“Until you make peace with who you are, you will never be content with what you have.” -Doris Mortman
When I was a little girl, before I learned to question myself or my abilities, I decided that one day I would have it all.
I imagined I’d be a famous actress, I’d marry the man of my dreams, and we’d have and adopt lots of children that we’d take around the world, à la Brad and Angelina.
As I got older and allowed my failures to chisel away at my self-confidence, I slowly stopped believing I could have anything I wanted, let alone “it all.” As my self-worth decreased, my drive increased to compensate.
It was a horrible catch 22. I strove for greatness because I felt so inadequate, yet because I didn’t believe in myself, it was nearly impossible to accomplish anything. If I did achieve something, it felt wholly unsatisfying because I was too busy dreaming of “it all” to appreciate and enjoy its parts.

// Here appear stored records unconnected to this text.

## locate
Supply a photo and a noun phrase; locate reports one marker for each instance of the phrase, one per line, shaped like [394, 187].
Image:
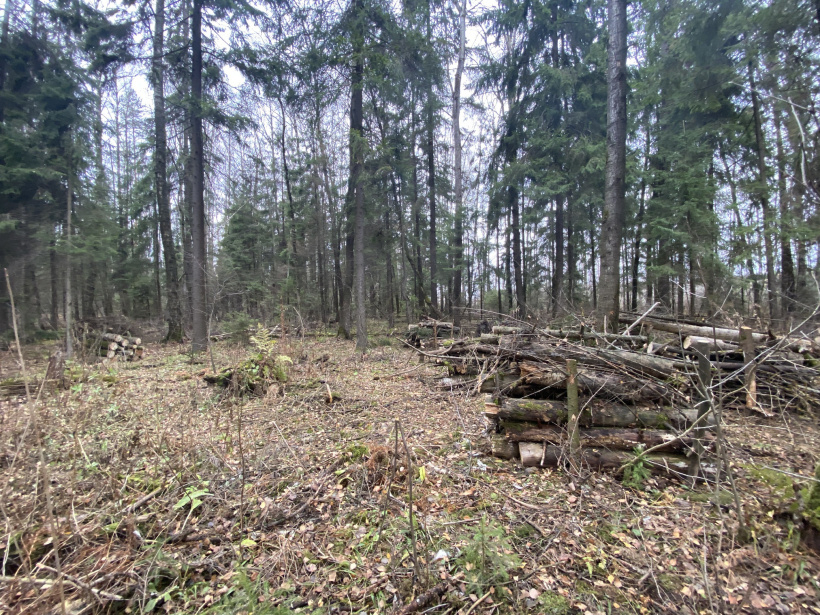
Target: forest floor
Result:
[164, 493]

There are still days when I catch myself running like a chicken with its head cut off, trying to mold reality into a fantasy. That’s when I remember what that starry-eyed little girl hadn’t yet learned: I don’t want it all. I want to believe that I already possess all that I need to be happy.
I do. We all do.
We just forget sometimes, when we get so wrapped up in what we want that we forget to give ourselves what we need, both for our minds and bodies.
Happiness and self-love are moment-to-moment choices. There will inevitably be times when we don’t make them. The beautiful thing is that every moment is a new opportunity to choose again. Every moment is a chance to apply what we’ve learned.
Maybe not all of it all at once. Maybe that’s okay. We don’t need to have it all. We don’t need to do it all. We don’t need to be it all. We just need to have the courage to do what we can, and be happy with that.